9. The apparatus according to claim 7, wherein the first computing unit computes the distortion robustness based on a dynamic range of pixel values contained in the region to be coded.

10. The apparatus according to claim 7, wherein the first computing unit computes the distortion robustness based on an average brightness of the region to be coded.

11. The apparatus according to claim 7, wherein the first computing unit computes the distortion robustness based on whether or not an average hue and an average saturation of the region to be coded belong to a range of skin colors.

12. The apparatus according to claim 7, wherein the second computing unit computes the coding costs corresponding to each of the candidate motion vectors by multiplying the code lengths by a weight that monotonically increases with the distortion robustness and then adding the coding distortions to the product.

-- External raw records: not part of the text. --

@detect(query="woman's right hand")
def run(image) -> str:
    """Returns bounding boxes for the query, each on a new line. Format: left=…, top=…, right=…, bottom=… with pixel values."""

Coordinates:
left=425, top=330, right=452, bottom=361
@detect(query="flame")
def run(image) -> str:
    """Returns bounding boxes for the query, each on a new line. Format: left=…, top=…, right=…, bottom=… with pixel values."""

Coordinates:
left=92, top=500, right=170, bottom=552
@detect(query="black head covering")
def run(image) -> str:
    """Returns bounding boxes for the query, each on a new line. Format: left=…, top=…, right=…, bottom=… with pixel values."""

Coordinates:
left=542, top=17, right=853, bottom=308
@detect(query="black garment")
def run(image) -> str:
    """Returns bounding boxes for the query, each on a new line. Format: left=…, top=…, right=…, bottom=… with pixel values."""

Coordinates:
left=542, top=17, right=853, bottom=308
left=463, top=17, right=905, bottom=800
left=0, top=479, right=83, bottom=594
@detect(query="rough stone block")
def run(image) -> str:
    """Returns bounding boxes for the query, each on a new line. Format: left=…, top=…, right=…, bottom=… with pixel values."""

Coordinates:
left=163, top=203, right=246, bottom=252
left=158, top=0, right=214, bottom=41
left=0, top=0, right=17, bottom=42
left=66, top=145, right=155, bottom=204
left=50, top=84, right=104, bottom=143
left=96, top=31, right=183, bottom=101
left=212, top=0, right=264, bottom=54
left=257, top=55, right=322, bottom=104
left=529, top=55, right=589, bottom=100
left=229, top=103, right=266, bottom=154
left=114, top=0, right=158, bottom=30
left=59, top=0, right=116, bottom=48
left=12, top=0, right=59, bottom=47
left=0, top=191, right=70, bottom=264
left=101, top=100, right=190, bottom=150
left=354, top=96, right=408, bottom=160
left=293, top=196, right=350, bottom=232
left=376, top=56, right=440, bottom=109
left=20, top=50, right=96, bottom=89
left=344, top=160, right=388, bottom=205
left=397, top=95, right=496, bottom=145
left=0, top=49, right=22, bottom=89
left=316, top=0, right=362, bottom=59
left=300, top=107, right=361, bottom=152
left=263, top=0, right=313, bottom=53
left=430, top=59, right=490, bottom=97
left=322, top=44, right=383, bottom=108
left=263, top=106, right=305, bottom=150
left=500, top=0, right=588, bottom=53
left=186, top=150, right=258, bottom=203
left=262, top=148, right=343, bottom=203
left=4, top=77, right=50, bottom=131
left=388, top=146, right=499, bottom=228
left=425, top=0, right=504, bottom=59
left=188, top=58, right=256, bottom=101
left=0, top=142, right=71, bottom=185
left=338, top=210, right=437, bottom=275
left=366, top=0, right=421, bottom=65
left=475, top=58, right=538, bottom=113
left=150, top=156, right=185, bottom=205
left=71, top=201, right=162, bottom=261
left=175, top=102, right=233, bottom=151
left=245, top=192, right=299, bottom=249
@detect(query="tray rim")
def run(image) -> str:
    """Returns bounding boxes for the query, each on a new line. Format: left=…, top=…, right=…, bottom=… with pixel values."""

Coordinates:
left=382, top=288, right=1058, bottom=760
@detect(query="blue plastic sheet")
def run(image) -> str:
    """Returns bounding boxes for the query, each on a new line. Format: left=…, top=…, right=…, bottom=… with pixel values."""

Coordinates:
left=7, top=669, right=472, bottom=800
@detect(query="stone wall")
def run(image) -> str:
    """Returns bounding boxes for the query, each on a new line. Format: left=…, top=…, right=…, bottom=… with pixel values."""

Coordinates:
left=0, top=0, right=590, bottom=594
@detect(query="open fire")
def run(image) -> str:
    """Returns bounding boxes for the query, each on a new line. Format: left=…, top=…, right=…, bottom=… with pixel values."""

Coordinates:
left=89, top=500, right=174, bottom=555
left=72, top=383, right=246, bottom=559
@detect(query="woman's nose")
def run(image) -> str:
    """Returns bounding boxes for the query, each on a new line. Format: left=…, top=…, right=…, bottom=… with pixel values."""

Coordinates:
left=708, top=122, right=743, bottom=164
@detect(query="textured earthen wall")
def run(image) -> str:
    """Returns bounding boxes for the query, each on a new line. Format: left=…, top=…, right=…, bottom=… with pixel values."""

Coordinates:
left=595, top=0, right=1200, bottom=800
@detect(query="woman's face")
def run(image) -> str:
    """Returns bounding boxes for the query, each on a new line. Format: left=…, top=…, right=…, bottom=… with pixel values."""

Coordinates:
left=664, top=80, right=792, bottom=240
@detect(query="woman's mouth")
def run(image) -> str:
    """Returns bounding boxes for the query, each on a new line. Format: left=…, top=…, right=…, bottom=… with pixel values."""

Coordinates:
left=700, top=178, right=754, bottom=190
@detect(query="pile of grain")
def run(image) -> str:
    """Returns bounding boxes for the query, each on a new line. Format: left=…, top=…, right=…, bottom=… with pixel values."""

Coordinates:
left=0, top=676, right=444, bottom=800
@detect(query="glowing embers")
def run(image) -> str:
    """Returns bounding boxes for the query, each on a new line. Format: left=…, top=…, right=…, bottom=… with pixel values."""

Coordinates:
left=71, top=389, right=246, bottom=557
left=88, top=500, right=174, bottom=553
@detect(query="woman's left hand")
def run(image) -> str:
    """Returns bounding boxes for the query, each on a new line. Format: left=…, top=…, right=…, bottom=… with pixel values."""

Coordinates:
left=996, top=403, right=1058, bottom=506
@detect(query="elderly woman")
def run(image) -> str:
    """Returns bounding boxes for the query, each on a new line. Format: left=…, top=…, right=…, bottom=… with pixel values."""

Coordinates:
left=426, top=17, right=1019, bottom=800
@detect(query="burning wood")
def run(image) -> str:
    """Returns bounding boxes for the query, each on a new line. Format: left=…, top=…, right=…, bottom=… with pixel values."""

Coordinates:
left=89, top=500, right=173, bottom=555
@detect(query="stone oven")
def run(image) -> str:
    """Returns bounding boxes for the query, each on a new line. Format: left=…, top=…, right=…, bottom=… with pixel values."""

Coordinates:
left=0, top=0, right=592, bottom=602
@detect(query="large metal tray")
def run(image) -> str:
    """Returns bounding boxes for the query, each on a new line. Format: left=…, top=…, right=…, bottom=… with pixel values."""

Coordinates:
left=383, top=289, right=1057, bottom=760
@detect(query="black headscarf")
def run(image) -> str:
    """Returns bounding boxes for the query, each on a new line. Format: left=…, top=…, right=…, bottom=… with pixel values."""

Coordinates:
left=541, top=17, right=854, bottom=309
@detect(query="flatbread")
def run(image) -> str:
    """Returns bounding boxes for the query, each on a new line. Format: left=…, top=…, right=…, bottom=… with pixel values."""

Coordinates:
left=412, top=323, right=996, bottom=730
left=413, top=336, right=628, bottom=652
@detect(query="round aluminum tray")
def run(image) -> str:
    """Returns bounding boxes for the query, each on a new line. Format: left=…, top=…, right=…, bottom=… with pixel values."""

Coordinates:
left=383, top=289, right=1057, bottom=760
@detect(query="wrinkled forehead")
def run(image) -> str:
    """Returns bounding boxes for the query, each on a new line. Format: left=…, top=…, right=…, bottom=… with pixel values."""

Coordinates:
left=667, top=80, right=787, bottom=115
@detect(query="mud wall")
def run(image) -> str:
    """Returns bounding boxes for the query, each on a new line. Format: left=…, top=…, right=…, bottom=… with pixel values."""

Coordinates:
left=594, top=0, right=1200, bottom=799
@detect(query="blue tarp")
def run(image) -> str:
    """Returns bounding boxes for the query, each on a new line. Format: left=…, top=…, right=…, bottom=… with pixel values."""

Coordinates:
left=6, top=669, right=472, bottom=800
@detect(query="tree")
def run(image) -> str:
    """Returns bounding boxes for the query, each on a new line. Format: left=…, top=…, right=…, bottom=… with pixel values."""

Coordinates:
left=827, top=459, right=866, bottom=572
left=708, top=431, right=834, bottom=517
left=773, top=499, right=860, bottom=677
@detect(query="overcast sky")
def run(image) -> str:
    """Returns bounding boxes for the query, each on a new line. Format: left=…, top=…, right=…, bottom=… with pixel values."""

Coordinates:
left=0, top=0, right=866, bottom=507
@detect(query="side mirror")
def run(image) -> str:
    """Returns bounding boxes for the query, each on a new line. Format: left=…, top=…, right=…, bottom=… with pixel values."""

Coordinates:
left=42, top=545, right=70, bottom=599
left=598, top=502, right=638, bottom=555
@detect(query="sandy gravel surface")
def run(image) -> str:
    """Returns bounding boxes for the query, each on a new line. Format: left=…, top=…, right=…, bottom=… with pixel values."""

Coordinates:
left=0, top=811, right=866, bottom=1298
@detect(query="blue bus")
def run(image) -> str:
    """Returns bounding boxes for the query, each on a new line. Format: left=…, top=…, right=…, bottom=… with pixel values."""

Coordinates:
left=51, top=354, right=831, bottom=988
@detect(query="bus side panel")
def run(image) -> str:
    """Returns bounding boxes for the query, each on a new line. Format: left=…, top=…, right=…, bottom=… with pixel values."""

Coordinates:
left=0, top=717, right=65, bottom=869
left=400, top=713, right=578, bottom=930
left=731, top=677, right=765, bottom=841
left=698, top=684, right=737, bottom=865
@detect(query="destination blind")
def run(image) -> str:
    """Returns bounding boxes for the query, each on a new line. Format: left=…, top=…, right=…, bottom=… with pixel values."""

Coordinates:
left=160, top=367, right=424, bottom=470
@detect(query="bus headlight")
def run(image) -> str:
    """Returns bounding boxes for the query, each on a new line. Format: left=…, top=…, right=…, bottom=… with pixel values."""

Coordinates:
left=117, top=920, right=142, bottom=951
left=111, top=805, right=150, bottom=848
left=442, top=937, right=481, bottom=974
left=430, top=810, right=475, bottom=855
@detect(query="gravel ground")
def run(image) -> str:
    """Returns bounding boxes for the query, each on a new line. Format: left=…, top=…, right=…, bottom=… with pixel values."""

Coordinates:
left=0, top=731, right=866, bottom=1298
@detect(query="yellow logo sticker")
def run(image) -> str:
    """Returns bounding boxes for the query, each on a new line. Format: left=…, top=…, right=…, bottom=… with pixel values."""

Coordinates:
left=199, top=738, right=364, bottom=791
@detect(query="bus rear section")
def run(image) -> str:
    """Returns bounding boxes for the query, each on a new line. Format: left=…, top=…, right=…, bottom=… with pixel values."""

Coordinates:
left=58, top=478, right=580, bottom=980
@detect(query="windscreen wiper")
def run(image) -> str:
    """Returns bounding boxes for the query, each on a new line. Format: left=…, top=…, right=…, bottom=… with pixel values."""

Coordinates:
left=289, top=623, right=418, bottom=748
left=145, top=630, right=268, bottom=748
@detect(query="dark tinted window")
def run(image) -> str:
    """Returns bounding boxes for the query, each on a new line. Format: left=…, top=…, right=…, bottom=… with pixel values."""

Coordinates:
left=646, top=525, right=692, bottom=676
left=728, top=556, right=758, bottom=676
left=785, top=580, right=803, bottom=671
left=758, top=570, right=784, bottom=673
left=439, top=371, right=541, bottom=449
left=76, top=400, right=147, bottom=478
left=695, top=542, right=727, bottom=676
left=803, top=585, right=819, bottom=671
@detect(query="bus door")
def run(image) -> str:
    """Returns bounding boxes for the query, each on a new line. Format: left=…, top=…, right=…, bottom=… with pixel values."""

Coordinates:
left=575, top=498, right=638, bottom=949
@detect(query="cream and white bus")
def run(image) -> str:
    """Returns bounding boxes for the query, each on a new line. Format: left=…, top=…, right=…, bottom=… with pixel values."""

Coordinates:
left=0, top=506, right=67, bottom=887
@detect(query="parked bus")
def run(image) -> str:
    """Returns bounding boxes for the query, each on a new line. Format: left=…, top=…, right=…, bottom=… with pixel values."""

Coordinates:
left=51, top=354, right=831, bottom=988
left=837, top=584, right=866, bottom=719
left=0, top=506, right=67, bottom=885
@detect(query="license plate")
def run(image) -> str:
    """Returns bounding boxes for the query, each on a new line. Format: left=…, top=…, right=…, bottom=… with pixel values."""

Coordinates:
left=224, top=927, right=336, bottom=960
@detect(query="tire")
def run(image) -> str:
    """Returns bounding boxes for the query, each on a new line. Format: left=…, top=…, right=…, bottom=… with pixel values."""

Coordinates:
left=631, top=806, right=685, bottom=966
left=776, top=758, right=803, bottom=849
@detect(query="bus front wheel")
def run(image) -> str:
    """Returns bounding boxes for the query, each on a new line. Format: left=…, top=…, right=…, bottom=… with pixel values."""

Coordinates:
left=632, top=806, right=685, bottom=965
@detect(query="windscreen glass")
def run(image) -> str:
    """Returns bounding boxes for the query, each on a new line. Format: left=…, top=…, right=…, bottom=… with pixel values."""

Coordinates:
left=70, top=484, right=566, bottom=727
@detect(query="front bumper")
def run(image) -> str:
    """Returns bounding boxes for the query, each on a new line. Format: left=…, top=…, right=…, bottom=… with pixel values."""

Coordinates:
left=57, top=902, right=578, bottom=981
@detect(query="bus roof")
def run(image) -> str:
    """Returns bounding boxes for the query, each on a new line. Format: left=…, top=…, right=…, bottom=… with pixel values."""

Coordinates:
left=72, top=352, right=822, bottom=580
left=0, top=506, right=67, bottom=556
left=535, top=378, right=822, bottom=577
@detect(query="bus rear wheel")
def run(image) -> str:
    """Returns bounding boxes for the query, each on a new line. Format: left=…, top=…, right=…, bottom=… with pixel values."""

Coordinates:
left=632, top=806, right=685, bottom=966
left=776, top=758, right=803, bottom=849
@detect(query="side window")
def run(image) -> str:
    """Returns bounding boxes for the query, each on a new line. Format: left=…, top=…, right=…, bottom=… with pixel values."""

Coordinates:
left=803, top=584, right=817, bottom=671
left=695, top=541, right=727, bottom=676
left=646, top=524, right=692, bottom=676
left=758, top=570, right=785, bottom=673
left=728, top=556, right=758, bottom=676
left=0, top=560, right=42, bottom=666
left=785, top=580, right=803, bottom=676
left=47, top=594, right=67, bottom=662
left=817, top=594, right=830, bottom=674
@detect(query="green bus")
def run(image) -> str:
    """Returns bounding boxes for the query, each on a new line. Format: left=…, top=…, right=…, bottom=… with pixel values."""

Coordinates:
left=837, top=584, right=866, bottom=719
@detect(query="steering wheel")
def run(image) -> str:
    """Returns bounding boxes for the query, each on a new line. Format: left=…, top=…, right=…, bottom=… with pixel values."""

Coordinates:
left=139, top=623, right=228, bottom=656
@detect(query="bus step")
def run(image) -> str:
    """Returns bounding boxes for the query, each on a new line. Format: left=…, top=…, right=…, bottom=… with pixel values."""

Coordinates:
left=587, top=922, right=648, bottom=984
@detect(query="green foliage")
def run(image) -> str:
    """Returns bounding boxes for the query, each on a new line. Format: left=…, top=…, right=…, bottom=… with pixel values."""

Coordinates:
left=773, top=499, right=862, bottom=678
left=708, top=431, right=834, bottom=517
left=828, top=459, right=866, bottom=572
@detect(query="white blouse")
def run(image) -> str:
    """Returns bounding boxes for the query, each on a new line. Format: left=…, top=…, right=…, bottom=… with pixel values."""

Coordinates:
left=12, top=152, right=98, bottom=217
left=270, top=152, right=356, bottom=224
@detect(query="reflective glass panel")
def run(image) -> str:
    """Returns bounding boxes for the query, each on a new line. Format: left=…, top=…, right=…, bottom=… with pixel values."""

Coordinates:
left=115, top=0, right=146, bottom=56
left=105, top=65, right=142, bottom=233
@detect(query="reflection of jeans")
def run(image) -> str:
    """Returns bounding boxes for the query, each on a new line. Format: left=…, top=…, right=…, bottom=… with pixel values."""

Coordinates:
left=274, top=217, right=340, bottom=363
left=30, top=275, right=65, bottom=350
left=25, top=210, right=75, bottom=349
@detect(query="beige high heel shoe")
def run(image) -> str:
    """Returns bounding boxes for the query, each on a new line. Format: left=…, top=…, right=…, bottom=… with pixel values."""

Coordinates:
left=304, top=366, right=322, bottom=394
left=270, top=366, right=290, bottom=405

13. A moving picture coding method comprising:

computing a distortion robustness indicating degree of imperceptibility of coding distortion in a region to be coded in an input picture;

performing intra prediction on the region to be coded to obtain an intra predicted picture;

performing inter prediction on the region to be coded to obtain an inter predicted picture;

estimating a first coding distortion based on a first prediction residual between the intra predicted picture and the region to be coded, and estimating a second coding distortion based on a second prediction residual between the inter predicted picture and the region to be coded;

estimating a first code length generated by coding the first prediction residual, and estimating a second code length generated by coding the second prediction residual;

computing a first coding cost of the first prediction residual by weighted addition of the first coding distortion and the first code length so that effect of the first code length more increases than that of the first coding distortion as the distortion robustness increases, and computing a second coding cost of the second prediction residual by weighted addition of the second coding distortion and the second code length so that effect of the second code length more increase than that of the second coding distortion as the distortion robustness increases;

selecting one of the first prediction residual and second prediction residual for which the coding cost is minimized to obtain selected prediction residual; and

coding the selected prediction residual.